清晨的阳光透过客栈窗棂,在屋内投下温暖的光斑。许平安看着眼前几个神色各异、但目光或多或少都黏在自己身上的徒弟,心中暗暗下了决定。
他清了清嗓子,脸上浮现出惯常的温和笑容,声音带着一种刻意的轻松:“这几日大比,大家都辛苦了。难得来鹿雨店一趟,风景人文皆是上佳。今日……给你们放个假,都出去好好逛逛,放松一下。”
“放假?”司星眼睛一亮,立刻来了精神,“师父,那我们去逛西市吧!听说那边有好多新奇玩意儿!”
白芍也露出期待的神色,轻轻点头。
约兰达的眼眸热切地看着许平安:“师父,我陪你去喝茶!我知道一家安静的……”她努力回忆着新学的词汇,“……角落的茶馆!很好!”
玫花没有说话,但那双琥珀色的锐利眼眸同样望向许平安,意思不言而喻——她更愿意留下。

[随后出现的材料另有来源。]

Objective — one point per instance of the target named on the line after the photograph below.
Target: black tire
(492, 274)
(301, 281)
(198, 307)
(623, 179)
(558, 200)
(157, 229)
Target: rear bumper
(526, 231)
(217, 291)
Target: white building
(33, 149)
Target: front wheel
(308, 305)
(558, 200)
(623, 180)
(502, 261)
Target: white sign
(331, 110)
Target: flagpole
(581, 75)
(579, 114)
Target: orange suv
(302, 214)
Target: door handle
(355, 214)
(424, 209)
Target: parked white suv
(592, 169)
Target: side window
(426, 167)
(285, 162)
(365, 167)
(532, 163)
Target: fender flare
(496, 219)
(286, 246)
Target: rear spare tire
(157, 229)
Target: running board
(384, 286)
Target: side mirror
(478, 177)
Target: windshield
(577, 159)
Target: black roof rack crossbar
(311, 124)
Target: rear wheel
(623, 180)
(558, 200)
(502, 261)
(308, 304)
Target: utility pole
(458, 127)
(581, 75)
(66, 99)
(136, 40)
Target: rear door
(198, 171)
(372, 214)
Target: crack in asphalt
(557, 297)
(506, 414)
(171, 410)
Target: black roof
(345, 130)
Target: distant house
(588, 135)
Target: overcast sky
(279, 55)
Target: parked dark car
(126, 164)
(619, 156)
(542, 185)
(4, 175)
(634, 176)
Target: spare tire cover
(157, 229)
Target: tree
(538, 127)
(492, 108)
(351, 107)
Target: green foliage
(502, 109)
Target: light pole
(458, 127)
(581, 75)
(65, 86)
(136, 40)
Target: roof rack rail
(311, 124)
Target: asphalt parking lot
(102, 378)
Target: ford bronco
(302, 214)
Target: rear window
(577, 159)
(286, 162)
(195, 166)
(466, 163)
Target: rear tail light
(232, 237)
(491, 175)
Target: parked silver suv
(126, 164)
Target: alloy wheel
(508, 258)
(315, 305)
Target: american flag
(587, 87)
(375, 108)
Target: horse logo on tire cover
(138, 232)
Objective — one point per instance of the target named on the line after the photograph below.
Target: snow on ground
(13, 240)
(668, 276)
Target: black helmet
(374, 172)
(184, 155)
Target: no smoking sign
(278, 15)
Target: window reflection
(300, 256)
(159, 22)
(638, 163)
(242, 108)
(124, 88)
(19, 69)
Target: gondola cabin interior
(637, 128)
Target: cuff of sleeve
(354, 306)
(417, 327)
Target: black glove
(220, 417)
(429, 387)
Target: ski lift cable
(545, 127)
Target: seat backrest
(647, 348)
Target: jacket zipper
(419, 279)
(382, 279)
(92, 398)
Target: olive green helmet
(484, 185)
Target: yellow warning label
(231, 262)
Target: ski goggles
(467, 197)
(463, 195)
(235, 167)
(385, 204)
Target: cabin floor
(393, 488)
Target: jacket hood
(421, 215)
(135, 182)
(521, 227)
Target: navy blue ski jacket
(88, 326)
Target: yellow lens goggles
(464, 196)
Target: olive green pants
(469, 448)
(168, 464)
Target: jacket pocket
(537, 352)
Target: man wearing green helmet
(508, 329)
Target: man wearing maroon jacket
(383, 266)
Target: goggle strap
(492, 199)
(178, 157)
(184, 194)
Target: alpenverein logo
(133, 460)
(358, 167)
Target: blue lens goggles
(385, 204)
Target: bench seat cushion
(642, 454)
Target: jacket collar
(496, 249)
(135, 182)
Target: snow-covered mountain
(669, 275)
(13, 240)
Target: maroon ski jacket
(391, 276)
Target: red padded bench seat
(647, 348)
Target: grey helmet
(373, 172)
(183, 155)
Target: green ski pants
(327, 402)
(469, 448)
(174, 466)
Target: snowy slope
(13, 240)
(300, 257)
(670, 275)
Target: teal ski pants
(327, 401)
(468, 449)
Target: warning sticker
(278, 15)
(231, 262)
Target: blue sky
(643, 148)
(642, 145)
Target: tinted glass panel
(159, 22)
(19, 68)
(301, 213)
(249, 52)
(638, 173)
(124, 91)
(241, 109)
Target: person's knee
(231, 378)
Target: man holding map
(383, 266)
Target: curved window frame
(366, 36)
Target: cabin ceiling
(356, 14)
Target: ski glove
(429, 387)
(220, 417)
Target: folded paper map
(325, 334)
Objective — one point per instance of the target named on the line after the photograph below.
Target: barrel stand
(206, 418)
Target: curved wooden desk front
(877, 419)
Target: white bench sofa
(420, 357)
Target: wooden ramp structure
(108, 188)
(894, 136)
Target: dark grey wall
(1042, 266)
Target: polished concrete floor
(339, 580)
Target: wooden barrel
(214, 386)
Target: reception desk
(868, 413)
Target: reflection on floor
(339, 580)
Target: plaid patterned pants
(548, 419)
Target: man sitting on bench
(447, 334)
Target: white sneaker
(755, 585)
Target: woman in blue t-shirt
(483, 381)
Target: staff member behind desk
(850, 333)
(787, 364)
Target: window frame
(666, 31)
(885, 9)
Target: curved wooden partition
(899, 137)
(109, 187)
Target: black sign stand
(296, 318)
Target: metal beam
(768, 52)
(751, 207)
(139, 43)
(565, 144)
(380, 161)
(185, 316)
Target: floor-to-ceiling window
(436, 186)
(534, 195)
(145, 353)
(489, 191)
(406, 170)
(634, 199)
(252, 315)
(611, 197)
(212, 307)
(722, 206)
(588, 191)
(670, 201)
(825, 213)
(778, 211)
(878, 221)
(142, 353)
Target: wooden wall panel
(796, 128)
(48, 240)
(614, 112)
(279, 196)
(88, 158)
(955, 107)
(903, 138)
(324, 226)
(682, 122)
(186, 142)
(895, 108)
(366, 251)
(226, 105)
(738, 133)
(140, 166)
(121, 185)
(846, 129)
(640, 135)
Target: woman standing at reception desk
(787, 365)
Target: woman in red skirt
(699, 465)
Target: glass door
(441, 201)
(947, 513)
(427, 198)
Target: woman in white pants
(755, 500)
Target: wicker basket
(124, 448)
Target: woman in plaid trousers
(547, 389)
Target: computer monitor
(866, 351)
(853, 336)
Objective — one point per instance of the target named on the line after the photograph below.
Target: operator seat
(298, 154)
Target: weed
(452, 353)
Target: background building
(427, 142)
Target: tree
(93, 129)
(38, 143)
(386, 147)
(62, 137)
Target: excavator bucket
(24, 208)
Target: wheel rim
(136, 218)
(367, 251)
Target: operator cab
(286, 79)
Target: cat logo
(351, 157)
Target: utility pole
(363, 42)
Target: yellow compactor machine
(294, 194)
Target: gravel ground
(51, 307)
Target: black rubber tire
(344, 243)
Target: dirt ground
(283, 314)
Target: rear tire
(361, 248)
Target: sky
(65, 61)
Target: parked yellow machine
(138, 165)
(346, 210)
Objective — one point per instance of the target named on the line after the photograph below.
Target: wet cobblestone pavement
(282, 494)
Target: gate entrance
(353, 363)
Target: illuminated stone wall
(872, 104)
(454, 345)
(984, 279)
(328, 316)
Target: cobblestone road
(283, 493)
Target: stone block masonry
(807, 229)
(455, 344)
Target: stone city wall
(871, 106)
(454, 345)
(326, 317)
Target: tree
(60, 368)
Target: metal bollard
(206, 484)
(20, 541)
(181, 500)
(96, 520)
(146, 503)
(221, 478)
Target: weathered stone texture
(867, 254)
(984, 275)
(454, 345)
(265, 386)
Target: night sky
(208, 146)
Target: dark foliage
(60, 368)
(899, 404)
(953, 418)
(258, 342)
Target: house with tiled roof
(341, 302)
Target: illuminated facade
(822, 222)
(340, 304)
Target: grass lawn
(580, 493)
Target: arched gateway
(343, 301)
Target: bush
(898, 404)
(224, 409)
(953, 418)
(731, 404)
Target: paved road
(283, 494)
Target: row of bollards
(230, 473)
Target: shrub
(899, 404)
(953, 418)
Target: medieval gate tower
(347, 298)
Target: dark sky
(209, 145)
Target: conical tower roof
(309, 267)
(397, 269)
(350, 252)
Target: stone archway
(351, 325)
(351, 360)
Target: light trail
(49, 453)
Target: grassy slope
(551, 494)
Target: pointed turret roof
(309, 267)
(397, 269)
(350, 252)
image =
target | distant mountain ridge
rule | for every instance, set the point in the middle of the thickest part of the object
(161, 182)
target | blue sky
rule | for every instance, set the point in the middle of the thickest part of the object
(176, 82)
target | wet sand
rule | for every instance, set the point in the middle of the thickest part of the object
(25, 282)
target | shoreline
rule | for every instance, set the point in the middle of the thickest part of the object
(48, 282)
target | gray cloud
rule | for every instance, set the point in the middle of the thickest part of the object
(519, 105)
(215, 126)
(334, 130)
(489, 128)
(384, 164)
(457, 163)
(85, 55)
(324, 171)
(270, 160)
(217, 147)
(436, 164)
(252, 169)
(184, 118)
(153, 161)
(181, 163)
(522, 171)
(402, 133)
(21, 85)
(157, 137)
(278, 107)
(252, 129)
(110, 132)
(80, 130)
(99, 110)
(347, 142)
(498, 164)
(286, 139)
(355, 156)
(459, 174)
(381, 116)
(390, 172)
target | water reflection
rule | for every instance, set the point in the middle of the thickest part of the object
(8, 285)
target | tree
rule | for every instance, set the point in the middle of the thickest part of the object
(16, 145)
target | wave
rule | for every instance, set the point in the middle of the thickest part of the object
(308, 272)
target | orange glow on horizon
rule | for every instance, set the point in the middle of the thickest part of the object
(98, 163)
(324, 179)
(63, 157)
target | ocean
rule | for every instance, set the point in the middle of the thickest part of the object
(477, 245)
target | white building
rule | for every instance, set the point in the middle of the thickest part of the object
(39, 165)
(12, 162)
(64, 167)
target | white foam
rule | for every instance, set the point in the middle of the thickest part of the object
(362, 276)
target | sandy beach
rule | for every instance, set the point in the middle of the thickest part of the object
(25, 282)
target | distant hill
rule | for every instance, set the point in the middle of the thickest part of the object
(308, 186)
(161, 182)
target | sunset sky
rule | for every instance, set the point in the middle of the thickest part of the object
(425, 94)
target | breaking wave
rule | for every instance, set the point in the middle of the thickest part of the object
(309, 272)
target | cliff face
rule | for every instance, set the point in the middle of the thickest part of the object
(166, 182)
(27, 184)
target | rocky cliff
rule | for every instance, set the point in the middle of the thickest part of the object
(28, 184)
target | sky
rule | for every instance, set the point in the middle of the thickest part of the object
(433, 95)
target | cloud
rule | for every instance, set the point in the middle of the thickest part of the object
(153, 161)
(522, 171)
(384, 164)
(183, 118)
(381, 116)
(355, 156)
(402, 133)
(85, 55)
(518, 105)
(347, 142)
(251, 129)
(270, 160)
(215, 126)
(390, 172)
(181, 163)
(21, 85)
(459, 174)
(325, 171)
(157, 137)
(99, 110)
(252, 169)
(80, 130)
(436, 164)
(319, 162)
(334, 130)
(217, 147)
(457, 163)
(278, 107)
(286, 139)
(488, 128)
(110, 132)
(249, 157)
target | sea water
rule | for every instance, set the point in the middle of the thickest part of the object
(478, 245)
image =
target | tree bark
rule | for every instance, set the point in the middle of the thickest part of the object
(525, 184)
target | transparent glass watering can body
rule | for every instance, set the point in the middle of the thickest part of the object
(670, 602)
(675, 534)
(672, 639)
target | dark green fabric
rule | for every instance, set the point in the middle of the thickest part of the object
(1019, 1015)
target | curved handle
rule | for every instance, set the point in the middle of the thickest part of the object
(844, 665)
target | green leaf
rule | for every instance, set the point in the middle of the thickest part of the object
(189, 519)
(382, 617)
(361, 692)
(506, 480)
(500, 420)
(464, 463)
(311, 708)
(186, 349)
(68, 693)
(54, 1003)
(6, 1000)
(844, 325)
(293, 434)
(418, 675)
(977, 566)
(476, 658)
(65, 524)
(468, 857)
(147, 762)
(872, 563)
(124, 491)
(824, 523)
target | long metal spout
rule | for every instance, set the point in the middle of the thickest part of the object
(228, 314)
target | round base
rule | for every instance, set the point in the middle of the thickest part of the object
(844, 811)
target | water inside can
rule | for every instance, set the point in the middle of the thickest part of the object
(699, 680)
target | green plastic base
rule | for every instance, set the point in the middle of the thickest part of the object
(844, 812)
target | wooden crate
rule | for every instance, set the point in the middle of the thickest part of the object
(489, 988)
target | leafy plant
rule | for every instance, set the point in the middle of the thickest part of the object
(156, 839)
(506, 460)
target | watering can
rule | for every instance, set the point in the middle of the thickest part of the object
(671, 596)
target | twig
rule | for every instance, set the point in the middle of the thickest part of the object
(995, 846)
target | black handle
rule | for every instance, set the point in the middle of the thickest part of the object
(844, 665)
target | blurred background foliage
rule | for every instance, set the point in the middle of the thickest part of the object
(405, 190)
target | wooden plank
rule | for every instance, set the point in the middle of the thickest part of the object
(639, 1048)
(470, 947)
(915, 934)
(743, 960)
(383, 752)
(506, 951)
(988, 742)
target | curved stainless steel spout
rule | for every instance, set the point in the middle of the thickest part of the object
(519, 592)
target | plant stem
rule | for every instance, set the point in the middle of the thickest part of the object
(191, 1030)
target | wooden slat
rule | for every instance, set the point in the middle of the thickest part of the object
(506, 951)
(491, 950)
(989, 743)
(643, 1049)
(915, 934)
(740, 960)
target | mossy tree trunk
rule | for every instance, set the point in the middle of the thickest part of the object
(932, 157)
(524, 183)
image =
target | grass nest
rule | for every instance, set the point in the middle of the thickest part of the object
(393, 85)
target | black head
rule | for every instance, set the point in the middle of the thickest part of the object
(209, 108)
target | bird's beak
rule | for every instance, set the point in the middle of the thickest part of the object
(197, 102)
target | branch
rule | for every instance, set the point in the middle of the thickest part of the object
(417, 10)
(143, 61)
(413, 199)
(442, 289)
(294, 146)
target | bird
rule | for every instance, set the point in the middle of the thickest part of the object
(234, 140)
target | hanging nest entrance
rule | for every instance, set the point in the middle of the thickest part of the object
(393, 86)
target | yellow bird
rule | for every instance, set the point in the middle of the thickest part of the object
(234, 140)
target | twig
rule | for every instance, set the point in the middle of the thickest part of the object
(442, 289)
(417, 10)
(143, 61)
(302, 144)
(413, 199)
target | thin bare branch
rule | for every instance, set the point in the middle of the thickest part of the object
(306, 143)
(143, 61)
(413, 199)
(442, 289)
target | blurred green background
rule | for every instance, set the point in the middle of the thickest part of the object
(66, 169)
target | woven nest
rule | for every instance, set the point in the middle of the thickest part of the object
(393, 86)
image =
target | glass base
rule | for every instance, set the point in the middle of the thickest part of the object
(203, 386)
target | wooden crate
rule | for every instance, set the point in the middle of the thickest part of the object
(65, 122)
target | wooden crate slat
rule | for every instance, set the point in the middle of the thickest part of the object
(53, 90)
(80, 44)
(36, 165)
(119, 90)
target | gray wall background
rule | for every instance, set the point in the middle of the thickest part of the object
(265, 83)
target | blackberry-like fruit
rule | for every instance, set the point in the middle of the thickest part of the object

许平安心中苦笑,面上却不动声色,语气温和却带着不容置疑的引导:“约兰达,玫花,你们也去。司星活泼,白芍细致,正好带你们好好领略一下这鹿雨店的风物。你们初来乍到,多看看总是好的。”他顿了顿,从袖中取出四张叠好的、绘制着简洁符文的黄色符纸,递给约兰达和玫花,“这是定位符,你们拿着,也给白芍和司星一人一张。贴身收好,若遇到什么危险,只需捏碎它,无论多远,我定会立刻赶到。”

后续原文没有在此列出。